Here too, the question of democracy is inseparable from the question of the animal: with both, one must learn to eat well understood as “learning and giving to eat, learning-to-give-the-other-to-eat.” This, suggests Derrida, is the definition of infinite hospitality. It is also what Plato decries so vehemently as a democratic sensitivity – an infinite sensitivity – to the possible freedom for all. The interminable mourning or introjection advocated by Derrida thus by no means closes itself off to the repressed dreams and desires for revolutionary reorganisation: rather, interminable mourning is that which refuses to succumb to the illegal fantasy of incorporation.

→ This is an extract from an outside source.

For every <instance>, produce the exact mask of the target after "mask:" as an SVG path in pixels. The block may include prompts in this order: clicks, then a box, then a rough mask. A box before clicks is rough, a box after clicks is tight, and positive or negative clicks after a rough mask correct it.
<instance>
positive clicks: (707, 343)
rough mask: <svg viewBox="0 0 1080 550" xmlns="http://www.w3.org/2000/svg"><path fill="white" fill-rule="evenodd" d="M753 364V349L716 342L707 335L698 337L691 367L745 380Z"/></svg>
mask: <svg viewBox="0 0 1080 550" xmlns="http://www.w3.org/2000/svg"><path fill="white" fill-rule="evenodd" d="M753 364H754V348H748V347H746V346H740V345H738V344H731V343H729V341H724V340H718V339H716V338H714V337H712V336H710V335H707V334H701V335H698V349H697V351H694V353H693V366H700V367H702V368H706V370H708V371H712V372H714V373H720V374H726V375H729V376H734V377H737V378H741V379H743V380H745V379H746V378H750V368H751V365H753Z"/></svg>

Ultimately, we find ourselves brought back to the question of instinct. Plato understands the potential abandonment of the labourer to the democratic instinct as an abandoning of the human self to the animal realm. He, of course, can see in this abandonment of the properly human only an illness, a madness of the body that is both consequence and cause of the disease that is democracy, requiring the vigilance of a power at once diagnostic and repressive. The Platonic Guardian, in short, ensures the closed mouth of the worker, which Georges Bataille describes as “the narrow constipation of a strictly human attitude.”
For us, however, things are different. Contrary to the entire Western humanist tradition, we find here an unlikely and unruly valorisation of instinct. Rather than excluding other animals, instinct here is essential to the revolutionary articulation of a fully democratic socius that necessarily includes other animals. Again, Bataille gives us a sense of this when he writes of how “terror and atrocious suffering turn the mouth into the organ of rending screams. … the overwhelmed individual throws back his head while frenetically stretching his neck in such a way that the mouth becomes, as much as possible, an extension of the spinal column, in other words, in the position it normally occupies in the constitution of animals. As if explosive impulses were to spurt directly out of the body through the mouth, in the form of screams.”

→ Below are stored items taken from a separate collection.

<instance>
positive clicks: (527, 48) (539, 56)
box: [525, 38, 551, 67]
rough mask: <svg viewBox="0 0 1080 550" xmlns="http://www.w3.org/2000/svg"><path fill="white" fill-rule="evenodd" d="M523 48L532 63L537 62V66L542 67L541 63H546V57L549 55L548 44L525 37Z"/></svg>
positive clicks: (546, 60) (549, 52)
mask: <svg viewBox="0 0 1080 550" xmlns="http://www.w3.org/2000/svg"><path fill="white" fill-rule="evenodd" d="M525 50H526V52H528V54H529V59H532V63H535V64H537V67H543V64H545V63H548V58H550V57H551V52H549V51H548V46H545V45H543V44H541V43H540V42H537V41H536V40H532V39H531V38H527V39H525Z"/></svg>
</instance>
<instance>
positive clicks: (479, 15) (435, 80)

Sensitivity to atrocious suffering and, above all, sensitivity to nonhuman suffering is, insofar as it potentially reveals the shared instinct for freedom, the greatest danger to the oligarchic constitution of the Platonic Republic. This alone, given the atrocious suffering of other animals everywhere around us today, should give us sufficient food for thought – in itself a sensitivity to the need for shared nourishment, for eating well, understood as that which has the potential to liberate the repressed desires of an authentic democracy to come. Unwittingly no doubt, what Plato’s discourse on the ideal Republic lets slip is that sensitivity to the freedom of other animals is an essential first step in the constitution of a truly free society. Such a sensitivity forces the formerly closed mouth wide open, preparing to devour any social pact founded upon gross inequality, slavery and injustice.